Dell has marked its recent buyout at the hands of founder Michael Dell by announcing new Windows 8.1-based XPS laptops and Venue tablets aimed squarely at enterprise users. Computing took them for a spin to see how they measured up to the competition.
The top-of-the-range quad core Intel Haswell i7 and NVidia graphics-driven XPS 15 comes with 1TB of solid state storage, voice activation and even NFC.
Dell claims its UltraSharp 15.6in "quad HD" touch display – with its gargantuan 3,200x1,800 resolution – is a "first in the world". In fact, it is not unlike similar offerings from Lenovo and HP, but it is certainly crisp and impressive to look at. Dell won't tell us how much the machine costs, but judging by its other i7 offerings, this beast could easily break the £2,000 mark.
The XPS 13, with its 11in screen, is likely to be cheaper and will be available with i3, i5 and i7 processors, with Haswell. Interestingly, Dell quoted a 10-hour battery life for this notebook, which gives some idea of just how impressive a well-specced Haswell machine can get.

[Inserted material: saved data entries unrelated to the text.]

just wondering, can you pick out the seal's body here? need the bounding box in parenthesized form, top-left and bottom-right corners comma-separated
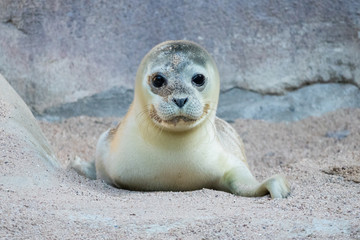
(73, 40, 290, 198)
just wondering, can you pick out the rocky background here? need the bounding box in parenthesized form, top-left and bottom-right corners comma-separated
(0, 0, 359, 121)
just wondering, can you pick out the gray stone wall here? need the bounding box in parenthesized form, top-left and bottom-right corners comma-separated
(0, 0, 359, 120)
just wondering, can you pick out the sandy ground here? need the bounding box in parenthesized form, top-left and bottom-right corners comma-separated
(1, 108, 360, 239)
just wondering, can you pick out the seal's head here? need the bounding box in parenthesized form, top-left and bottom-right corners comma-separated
(135, 40, 220, 131)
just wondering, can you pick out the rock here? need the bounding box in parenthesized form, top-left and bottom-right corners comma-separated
(217, 83, 360, 122)
(38, 86, 134, 121)
(0, 73, 59, 190)
(0, 0, 359, 116)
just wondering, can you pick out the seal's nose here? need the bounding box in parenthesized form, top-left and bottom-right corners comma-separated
(172, 97, 188, 108)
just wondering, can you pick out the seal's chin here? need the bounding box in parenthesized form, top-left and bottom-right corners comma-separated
(149, 104, 210, 131)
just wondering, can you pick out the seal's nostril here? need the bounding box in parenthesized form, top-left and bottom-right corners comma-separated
(173, 97, 188, 108)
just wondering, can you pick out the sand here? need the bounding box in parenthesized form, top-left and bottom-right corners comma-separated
(1, 108, 360, 239)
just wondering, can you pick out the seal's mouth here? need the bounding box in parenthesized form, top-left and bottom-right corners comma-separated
(149, 104, 210, 128)
(164, 116, 197, 124)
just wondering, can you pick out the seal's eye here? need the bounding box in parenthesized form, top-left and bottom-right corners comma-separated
(152, 74, 167, 88)
(192, 74, 205, 87)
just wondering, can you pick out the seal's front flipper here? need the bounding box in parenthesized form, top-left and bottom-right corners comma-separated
(260, 175, 291, 198)
(220, 165, 290, 198)
(70, 156, 97, 180)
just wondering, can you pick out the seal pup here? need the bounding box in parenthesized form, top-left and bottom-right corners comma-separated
(72, 40, 290, 198)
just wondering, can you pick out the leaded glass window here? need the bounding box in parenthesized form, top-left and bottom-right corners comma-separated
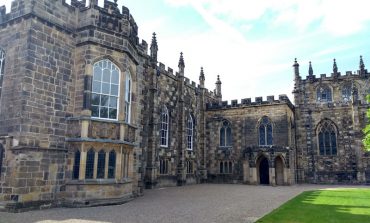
(91, 60, 120, 120)
(318, 120, 337, 155)
(259, 116, 273, 146)
(85, 149, 95, 179)
(125, 71, 132, 123)
(108, 150, 116, 179)
(0, 49, 4, 99)
(160, 106, 169, 147)
(72, 150, 80, 180)
(317, 85, 332, 102)
(187, 114, 193, 150)
(220, 121, 232, 147)
(97, 150, 106, 179)
(342, 83, 358, 102)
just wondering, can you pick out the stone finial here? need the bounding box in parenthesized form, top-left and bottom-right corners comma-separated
(178, 52, 185, 69)
(333, 59, 338, 74)
(215, 75, 222, 100)
(150, 32, 158, 64)
(308, 61, 313, 76)
(199, 67, 205, 87)
(293, 58, 300, 78)
(216, 75, 221, 84)
(360, 55, 365, 74)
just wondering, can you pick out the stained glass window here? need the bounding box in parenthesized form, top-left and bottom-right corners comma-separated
(318, 120, 337, 155)
(317, 85, 332, 102)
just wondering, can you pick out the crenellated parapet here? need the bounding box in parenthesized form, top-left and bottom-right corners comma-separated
(206, 94, 294, 110)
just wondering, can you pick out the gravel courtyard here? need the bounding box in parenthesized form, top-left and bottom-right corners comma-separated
(0, 184, 352, 223)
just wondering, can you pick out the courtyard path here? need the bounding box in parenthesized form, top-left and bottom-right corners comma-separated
(0, 184, 362, 223)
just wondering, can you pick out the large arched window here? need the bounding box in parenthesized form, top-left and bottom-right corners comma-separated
(341, 83, 358, 102)
(187, 114, 193, 150)
(259, 116, 273, 146)
(125, 71, 132, 123)
(317, 120, 337, 155)
(91, 59, 120, 120)
(160, 106, 169, 147)
(317, 85, 332, 102)
(220, 121, 232, 147)
(0, 49, 5, 98)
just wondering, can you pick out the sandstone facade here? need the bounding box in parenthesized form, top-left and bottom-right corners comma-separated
(0, 0, 369, 212)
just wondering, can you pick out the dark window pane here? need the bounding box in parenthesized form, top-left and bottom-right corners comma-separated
(324, 131, 331, 155)
(0, 145, 4, 176)
(220, 162, 223, 173)
(85, 149, 95, 179)
(319, 132, 324, 155)
(226, 127, 232, 146)
(229, 162, 232, 174)
(101, 95, 109, 106)
(91, 94, 100, 106)
(109, 108, 117, 119)
(108, 150, 116, 178)
(259, 126, 265, 145)
(331, 132, 337, 155)
(100, 107, 108, 118)
(220, 127, 225, 146)
(97, 150, 105, 179)
(73, 151, 80, 180)
(91, 106, 99, 117)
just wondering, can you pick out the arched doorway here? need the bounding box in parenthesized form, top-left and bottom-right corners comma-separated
(275, 156, 284, 185)
(257, 156, 269, 185)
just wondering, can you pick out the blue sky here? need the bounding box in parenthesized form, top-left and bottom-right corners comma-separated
(2, 0, 370, 102)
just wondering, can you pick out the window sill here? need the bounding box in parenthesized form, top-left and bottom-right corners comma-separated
(66, 178, 132, 185)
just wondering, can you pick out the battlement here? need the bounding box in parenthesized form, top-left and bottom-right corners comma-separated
(206, 94, 293, 110)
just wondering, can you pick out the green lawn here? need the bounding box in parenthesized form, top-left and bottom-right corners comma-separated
(257, 188, 370, 223)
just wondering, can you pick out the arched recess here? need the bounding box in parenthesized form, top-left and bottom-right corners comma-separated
(275, 156, 284, 185)
(256, 155, 269, 185)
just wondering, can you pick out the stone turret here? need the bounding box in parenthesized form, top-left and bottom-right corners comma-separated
(293, 58, 300, 80)
(215, 75, 222, 101)
(199, 67, 205, 88)
(150, 32, 158, 67)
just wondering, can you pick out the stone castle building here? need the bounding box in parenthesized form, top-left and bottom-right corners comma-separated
(0, 0, 369, 211)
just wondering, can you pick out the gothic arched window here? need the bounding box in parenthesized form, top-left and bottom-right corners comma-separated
(259, 116, 273, 146)
(91, 59, 120, 120)
(317, 85, 332, 102)
(187, 114, 193, 150)
(341, 83, 358, 102)
(85, 149, 95, 179)
(72, 150, 80, 180)
(160, 106, 169, 147)
(317, 120, 337, 155)
(108, 150, 116, 179)
(97, 150, 106, 179)
(220, 121, 232, 147)
(125, 71, 132, 123)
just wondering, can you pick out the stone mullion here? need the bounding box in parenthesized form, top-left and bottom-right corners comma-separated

The XPS 11 is Dell's latest attempt at cracking the tablet-laptop convertible puzzle that Microsoft almost managed – with battery life and usability concessions – with Surface, and that Lenovo made silly with its multiply-folding Yoga series.
While it still leaves the switched-off keyboard buttons at the back when folded into tablet mode, Dell makes the choice (however potentially mistaken) of opting for a flat keyboard in the style of the Surface's default "touch keyboard". While not quite as flat and cardboard-like as the default Microsoft option, Computing was not a big fan of the board, despite Dell's promised 0.5mm travel on the keys. The 2,560x1,440 IPS (in-plane switching) display, however, is a joy to behold.

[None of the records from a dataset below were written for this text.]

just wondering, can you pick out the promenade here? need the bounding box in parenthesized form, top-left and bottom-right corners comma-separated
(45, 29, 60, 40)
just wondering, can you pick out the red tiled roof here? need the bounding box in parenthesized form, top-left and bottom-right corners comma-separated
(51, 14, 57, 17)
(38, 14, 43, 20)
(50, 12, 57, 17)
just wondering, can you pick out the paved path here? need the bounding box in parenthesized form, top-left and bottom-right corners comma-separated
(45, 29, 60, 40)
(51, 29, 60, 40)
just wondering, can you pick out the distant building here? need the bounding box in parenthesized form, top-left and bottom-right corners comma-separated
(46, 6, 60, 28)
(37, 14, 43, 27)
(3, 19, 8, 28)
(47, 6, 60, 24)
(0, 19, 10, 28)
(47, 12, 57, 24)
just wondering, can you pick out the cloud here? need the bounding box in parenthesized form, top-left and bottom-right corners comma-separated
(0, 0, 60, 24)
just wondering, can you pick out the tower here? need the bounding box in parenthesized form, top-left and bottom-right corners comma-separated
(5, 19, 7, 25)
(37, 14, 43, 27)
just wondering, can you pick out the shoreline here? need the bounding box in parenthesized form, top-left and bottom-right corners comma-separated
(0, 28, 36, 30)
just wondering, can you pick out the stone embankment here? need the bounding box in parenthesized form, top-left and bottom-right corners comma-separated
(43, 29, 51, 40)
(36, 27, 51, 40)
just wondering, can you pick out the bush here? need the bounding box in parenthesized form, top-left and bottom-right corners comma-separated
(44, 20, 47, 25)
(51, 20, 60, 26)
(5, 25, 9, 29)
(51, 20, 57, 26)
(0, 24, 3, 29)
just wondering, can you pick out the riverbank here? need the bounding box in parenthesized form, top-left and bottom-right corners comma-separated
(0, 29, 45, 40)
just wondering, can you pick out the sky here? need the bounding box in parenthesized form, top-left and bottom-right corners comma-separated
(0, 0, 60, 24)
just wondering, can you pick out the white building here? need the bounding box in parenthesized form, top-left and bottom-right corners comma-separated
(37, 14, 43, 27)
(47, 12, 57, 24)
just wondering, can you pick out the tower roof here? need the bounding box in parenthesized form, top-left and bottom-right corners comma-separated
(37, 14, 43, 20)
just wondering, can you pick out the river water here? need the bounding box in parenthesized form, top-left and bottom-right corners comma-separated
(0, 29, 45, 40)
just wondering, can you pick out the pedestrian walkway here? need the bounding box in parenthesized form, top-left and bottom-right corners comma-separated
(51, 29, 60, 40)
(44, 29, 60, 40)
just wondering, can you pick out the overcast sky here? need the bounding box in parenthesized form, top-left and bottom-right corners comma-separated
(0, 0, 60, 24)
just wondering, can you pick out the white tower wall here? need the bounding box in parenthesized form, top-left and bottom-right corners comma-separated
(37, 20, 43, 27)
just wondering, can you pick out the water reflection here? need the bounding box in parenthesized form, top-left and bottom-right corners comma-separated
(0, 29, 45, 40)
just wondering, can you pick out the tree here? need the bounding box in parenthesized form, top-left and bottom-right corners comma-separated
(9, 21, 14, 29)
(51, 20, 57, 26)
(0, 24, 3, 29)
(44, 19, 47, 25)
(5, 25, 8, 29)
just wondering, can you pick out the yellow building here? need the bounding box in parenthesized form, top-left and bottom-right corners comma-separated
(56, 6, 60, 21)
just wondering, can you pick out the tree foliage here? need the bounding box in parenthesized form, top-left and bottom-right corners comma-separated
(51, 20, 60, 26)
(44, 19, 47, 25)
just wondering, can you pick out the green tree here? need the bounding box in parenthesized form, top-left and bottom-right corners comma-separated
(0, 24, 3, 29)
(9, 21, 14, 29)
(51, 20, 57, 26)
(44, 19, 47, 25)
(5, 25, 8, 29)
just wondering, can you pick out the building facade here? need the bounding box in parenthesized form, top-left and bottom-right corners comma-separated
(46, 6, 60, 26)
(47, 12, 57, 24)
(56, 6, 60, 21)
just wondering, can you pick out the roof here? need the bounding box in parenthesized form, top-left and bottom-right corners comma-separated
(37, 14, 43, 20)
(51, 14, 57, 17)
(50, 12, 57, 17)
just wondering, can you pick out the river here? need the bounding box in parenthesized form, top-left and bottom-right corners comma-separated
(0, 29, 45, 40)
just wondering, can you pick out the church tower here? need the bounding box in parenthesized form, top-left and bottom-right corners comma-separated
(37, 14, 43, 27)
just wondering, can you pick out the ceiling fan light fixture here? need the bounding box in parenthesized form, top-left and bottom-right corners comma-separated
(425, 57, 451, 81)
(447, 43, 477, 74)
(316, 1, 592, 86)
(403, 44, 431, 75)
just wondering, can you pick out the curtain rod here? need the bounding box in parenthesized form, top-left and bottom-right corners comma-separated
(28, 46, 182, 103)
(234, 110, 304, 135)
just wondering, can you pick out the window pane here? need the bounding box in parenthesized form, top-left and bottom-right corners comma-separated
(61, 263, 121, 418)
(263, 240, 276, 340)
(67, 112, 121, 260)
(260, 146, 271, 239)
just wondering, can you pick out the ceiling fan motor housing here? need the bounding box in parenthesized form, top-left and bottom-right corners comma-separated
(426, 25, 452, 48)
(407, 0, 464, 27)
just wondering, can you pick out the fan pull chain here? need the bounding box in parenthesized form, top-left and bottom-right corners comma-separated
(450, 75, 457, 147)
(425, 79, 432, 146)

Resurrecting its Venue brand from several years back, the Venue Pro 8 faces fairly feeble competition in the Windows tablet market. Despite Steve Ballmer bigging it up at Build in June, the Acer Iconia W3 is pretty dreadful, while early word on Toshiba's Encore device is also negative, citing sludgy performance speeds as a result of the machine's Atom processor.
Powered by Intel's quad core Atom-based SoC (system on a chip) Bay Trail, the Venue Pro 8 is no slouch. Mind you, this was not particularly the Iconia's problem either – it was the contrast-shifting screen and poorly-defined presentation of Windows 8's tiny icons that really let that device down.